The words were spoken too quickly to be believable. “Something’s been eating at you. Shit like this thing with Briggs is big, but you always bounce back.” Bryce narrowed her eyes. “What aren’t you telling me?”
Danika’s eyes gleamed. “Nothing.” She swigged from her beer.
There was only one other answer. “I take it Sabine was in rare form this afternoon.”
Danika just tore into her pizza.
Bryce swallowed two mouthfuls of beer, watching Danika blankly consider the teal cabinets above the counter, the paint chipping at the edges.

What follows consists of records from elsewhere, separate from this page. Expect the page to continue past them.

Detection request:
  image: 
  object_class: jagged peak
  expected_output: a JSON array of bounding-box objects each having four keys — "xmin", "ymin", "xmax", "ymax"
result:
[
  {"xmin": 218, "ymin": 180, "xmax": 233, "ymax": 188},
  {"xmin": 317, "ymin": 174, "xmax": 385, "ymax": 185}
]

Her friend chewed slowly, then said around a mouthful of bread and cheese, “Sabine cornered me after the meeting. Right in the hall outside Micah’s office. So everyone could hear her tell me that two CCU research students got killed near Luna’s Temple last week during the blackout. My shift. My section. My fault.”
Bryce winced. “It took a week to hear about this?”
“Apparently.”
“Who killed them?”
Crescent City University students were always out in the Old Square, always causing trouble. Even as alums Bryce and Danika often bemoaned the fact that there wasn’t a sky-high electric fence penning CCU students into their corner of the city. Just to keep them from puking and pissing all over the Old Square every Friday night to Sunday morning.